La expresión “Fieles Difuntos” puede hacer mención a la condición cristiana de los muertos o la imposibilidad que ya tienen de revelar su fragilidad humana en forma de traición o infidelidad, quizá la verdadera esencia del vivo que no siempre se subraya. La vida es una contradicción en sí misma y suele llevar por el mismo cauce de su río a la negación del yo o de lo que alguna vez fuimos, con las consecuencias que para nosotros mismos y los demás tiene. La traición o infidelidad no necesariamente se basa en el poder o el resentimiento; basta con la pulsión misma de la vida que te pone en situaciones donde todo tu pasado se precipita por una cascada. De ahí que el destino jamás esté escrito. El hombre goza de libre albedrío por más que las dictaduras se lo quieran quitar. Lo que jamás imaginé es que esa pulsión de estar vivo que conduce a la contradicción se usara para todo lo contrario, amortajarse y embalsamarse en vida. Es lo que han hecho los diputados del Congreso que el otro día votaron contra su esencia; a saber, el control, vigilancia y fiscalización del Gobierno. Sellaron su sepultura con un manotazo helado cuyo golpe todavía resuena en las sienes de la moribunda democracia española. Como dijo Larra en 1836, el cementerio no está dentro sino fuera. Más concretamente, en la Carrera de San Jerónimo, donde sus señorías dejaron que el Faraón volara mientras ellas fenecían.

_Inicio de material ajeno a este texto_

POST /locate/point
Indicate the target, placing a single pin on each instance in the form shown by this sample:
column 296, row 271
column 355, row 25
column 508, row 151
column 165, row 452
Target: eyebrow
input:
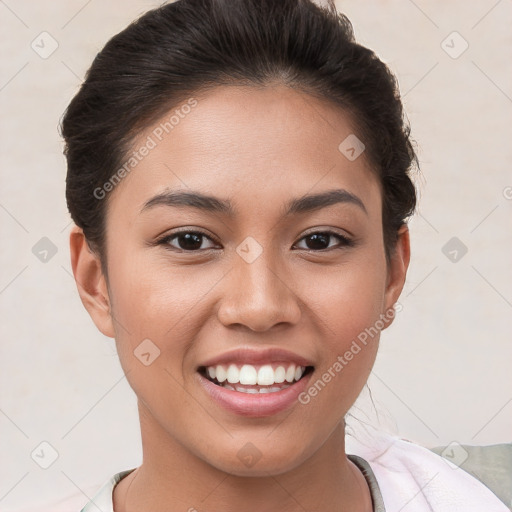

La culpa no es de Pedro Sánchez, que puede pedir seis o veinte meses de estado de alarma. La culpa es de quién lo concede, que deja manos libres a quien ha dado ya sobradas pruebas de que no es digno de confianza. Sánchez está haciendo con España lo mismo que hizo en el Psoe; lo que pasa es que el virus lo ha acelerado todo y pondrá al país con los brazos en alto más pronto que tarde en otro remedo de un primero de octubre. Le da igual ocho que ochenta. Defendió el mando único en primavera y como no le dio rédito, dejó a las autonomías solas en otoño. España lucha contra el virus a modo de cantón, como en la Primera República, sin saber cuántos muertos vienen de Murcia o Jaén. Las autonomías decretan por su cuenta mientras el César huye y establecen legaciones con homónimos, exactamente igual que en la Primera República. Falta saber quién será Pavía esta ocasión.
Solo Vox votó contra lo que ha sido la mayor dejación de funciones de la historia de nuestra democracia. Justo es decirlo, porque Ciudadanos y PP no sé dónde estaban mirando. Hasta Baldoví, que no es sospechoso de nada, dijo en la tribuna que era su deber demandar a Pedro Sánchez lo mismo que hubiera hecho con Rajoy. Y, sin embargo, votó a favor de la huida y la demolición. Hay diputados que hablan como Churchill, pero se comportan como Chamberlain, según recordó ayer Rosell en su brillante homilía de El Mundo.
Sus señorías seguirán cobrando el sueldo durante seis meses en los que han renunciado a hacer su trabajo, mientras España se desangra en una orgía de restricciones sin sentido. No salvaremos ni la salud ni la economía. Los gobernantes limitan para justificarse, pues ni los virólogos entienden nada. El virus ha puesto patas arriba el mundo y retrata a cada país tal cual es. Aquí, como es uso y costumbre, cunden el cainismo y el cesarismo. Desde las cortes franquistas que se hicieron el haraquiri no recordaba un estrépito semejante en el Congreso. En aquella ocasión, fue desde luego para traer la democracia. En esta, para sepultarla. Sánchez ni se dignó a mirarles la cara. En el pecado llevan la penitencia. De igual forma que entregará a Simón e Illa cuando los muertos no quepan más en el trastero. Que lo sepa su ministro y el de la moto. Larra dijo aquí yace la esperanza. Se voló la tapa de los sesos.